Il la laisse le temps de lui préparer une assiette chaude et un bol de soupe. Qu'elle mange en silence. Ce silence qu'il trouve si pesant, presque gênant. Il aimerait lui poser tant de questions sur son ami décédé. Mais il sait qu'elle n'est pas prête. C'est encore un sujet douloureux pour elle. Il le lit dans ses yeux.

Il l'a bien remarqué au cours de leur conversation dans les écuries. Sans chercher à comprendre, à savoir ce qu'il faisait là, elle l'a accusé sans réfléchir. C'est compréhensible. Il ne peut la blâmer pour cela. Lui-même se serait déclaré coupable à sa place. Comme elle l'a si bien dit : il était sur le lieu du crime, comme un meurtrier fétichiste de son acte.

Mais à peine lui a-t-il exposé les raisons qui l'ont amené à se trouver dans les écuries que sa colère s'est effacée. De tigresse agressive, elle est devenue chaton craintif en quelques minutes à peine. Peut-être que les explications qu'il vient de lui fournir pour sa défense l'avait convaincue. Du moins, il l'espère.

- Je ne peux pas rentrer au Domaine des Arflors, gémit-elle. Et si la milice m'y attend…

- Tu peux rester ici pour la nuit.

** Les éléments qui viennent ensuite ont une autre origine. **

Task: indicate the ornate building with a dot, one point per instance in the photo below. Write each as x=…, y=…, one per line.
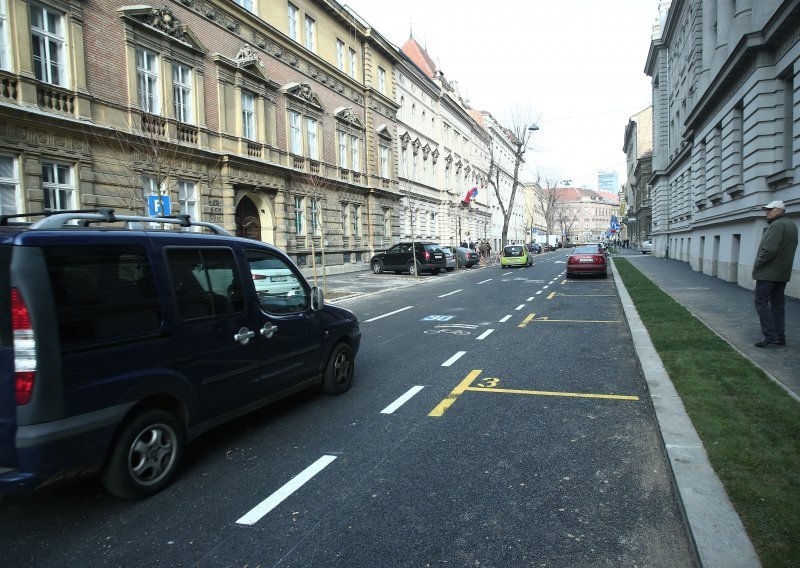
x=726, y=134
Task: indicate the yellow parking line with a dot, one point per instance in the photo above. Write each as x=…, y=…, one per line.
x=552, y=393
x=451, y=398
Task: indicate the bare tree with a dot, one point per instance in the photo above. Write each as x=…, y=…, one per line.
x=518, y=135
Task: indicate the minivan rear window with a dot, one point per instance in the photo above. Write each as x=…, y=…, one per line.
x=102, y=292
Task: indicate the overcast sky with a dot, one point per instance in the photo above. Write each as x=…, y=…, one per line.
x=577, y=67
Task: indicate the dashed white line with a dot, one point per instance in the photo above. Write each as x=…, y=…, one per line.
x=389, y=314
x=450, y=293
x=402, y=400
x=257, y=512
x=454, y=358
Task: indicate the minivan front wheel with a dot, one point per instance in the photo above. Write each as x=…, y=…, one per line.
x=146, y=455
x=338, y=374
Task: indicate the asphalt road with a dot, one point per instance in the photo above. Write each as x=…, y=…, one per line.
x=496, y=420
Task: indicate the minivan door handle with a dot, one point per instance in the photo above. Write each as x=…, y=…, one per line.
x=269, y=330
x=244, y=336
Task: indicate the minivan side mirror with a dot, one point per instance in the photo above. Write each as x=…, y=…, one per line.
x=317, y=299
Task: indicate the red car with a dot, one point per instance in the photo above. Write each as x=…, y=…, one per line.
x=587, y=259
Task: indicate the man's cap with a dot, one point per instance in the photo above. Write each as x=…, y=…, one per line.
x=775, y=205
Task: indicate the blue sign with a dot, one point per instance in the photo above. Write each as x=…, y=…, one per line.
x=158, y=205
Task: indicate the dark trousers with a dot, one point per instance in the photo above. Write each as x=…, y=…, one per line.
x=769, y=302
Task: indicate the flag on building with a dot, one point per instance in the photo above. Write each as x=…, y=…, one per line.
x=470, y=195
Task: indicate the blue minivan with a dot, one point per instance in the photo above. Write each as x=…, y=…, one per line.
x=120, y=345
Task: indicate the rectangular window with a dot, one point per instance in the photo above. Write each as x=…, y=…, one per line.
x=353, y=67
x=354, y=154
x=310, y=26
x=248, y=115
x=246, y=4
x=9, y=186
x=381, y=80
x=315, y=224
x=292, y=25
x=384, y=162
x=47, y=45
x=311, y=137
x=187, y=200
x=299, y=215
x=182, y=93
x=59, y=191
x=342, y=149
x=4, y=54
x=147, y=80
x=295, y=140
x=340, y=55
x=356, y=221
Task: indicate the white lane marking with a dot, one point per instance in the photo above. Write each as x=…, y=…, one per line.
x=389, y=314
x=454, y=358
x=402, y=400
x=450, y=293
x=257, y=512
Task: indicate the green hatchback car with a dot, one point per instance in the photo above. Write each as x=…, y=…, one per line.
x=515, y=255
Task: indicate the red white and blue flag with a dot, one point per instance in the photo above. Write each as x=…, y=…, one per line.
x=471, y=194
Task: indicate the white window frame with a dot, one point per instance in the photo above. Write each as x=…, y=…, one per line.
x=353, y=63
x=10, y=205
x=147, y=81
x=248, y=115
x=5, y=59
x=295, y=138
x=340, y=55
x=291, y=23
x=182, y=93
x=310, y=32
x=51, y=67
x=382, y=80
x=60, y=193
x=311, y=138
x=187, y=201
x=299, y=214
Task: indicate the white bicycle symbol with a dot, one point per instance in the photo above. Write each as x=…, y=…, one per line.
x=453, y=331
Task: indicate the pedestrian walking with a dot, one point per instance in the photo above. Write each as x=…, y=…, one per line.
x=772, y=270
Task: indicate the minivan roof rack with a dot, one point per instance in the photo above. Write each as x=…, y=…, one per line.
x=106, y=215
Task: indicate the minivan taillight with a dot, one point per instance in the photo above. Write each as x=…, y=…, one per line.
x=24, y=349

Je serais bien mal avisé de te mettre dehors alors que c'est à cause de moi que tu te retrouves dans cette situation.

- Je ne veux pas vous déranger, répond-t-elle aussitôt avec gêne.

- Si c'est proposé, c'est que ce n'est pas imposé.

- Je vous remercie.

- Non, ne me remercie pas. Tu n'as pas à le faire puisque tu es là par ma faute.

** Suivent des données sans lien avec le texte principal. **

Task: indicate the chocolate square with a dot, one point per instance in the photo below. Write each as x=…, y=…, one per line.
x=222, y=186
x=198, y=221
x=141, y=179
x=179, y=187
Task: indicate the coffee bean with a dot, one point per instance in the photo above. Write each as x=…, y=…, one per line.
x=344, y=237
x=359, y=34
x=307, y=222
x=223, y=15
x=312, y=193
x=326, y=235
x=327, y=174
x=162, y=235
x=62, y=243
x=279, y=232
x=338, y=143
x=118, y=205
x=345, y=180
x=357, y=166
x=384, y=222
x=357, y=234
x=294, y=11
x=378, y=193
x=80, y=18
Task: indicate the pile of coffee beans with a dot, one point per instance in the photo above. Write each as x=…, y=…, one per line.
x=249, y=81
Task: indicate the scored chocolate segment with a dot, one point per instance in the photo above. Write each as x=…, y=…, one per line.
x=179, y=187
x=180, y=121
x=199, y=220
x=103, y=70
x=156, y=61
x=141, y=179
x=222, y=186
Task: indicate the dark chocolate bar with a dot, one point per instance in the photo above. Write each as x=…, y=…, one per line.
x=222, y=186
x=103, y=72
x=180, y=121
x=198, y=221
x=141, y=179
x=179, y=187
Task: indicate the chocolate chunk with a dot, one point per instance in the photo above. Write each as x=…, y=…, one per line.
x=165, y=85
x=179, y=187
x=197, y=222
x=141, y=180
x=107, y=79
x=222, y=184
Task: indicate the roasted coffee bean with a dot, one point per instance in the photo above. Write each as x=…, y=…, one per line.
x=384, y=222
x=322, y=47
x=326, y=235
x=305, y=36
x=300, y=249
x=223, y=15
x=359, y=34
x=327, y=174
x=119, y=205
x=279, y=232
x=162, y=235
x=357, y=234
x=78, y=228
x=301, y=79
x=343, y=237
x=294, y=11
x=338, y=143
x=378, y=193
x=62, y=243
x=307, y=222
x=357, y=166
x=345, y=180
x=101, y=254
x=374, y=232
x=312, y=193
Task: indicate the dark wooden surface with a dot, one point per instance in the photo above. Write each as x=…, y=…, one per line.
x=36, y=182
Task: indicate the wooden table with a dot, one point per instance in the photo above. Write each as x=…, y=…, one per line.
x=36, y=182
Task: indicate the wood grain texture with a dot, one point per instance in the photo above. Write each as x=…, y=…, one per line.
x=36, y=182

Il joint ses mains, se tortillant les doigts. Il se sent tellement coupable de l'avoir entraînée dans cette histoire. Il n'aurait pas dû la forcer à le suivre. Mais la milice s'en serait prise à elle. Elle qui est innocente. Il ne pouvait tout simplement pas laisser faire ça.

- Ma bonne âme me perdra, se murmure-t-il à lui-même sans qu'elle ne l'entende.

Il s'apprête à la guider vers la chambre, quand elle l'arrête, saisissant son bras avec douceur. Il se tourne alors vers elle et son regard croise le sien. Elle l'observe comme un chat curieux, dont les yeux sont pleins de questions. Et il n'arrive pas à détourner le regard.

- Dante, je veux comprendre. Comprendre pourquoi…

Mais elle s'arrête dans sa question, en proie à ses émotions.

- Que veux-tu comprendre exactement ? lui demande-t-i l avec douceur.

- Pourquoi Gautier est-il mort ? Pourquoi s'en est-on pris à lui ? Qu'a-t-il fait pour mériter un sort pareil ? Lui qui est… Pardon… Lui qui était un si gentil garçon…

Qu'elle parle encore de lui au présent montre combien le palefrenier et elle étaient proches. Dante a un pincement au cœur.

- Je ne sais pas encore, Catanya.

- Je veux simplement savoir pourquoi…

Les larmes se mettent à couler sur ses joues et il s'en mordrait presque les lèvres.

- Je n'ai pas encore de réponse à te donner. Mais sois assurée que dès que je les aurais, tu sauras pourquoi ton ami est mort.

- Tout ce que j'espère est qu'il ne soit pas mort pour rien, pleure-t-elle.

Il la guide doucement vers la cuisine. Une tasse de tisane lui fera du bien. Il ne peut pas la laisser se coucher avec toutes ces idées noires à l'esprit.

Il saisit donc sa vieille théière en fonte et la glisse sur le feu. Puis, du petit placard au-dessus de sa tête, il sort une petite boîte d'aluminium. Sur le couvercle, des roses aux couleurs lilas et de petites violettes sont peintes. Il sait qu'Anya l'observe, scrutant le moindre de ses gestes, n'osant pas s'asseoir.

- Mets-toi à l'aise, l'invite-t-il.

Mais elle reste debout, entre la porte et la petite table de la cuisine, à regarder ce qu'il fait. À songer, aussi, il le sent sans même tourner les yeux vers elle. À quoi pense-t-elle ainsi ?

La curiosité est l'un de ses défauts qu'il ne veut pas lui dévoiler. Et il refrène alors ses questions. Pour le moment. Il se doute qu'il aura tout le loisir de les lui poser plus tard. En cet instant, c'est elle qui a des interrogations, lui qui répond. Il lui doit bien cela.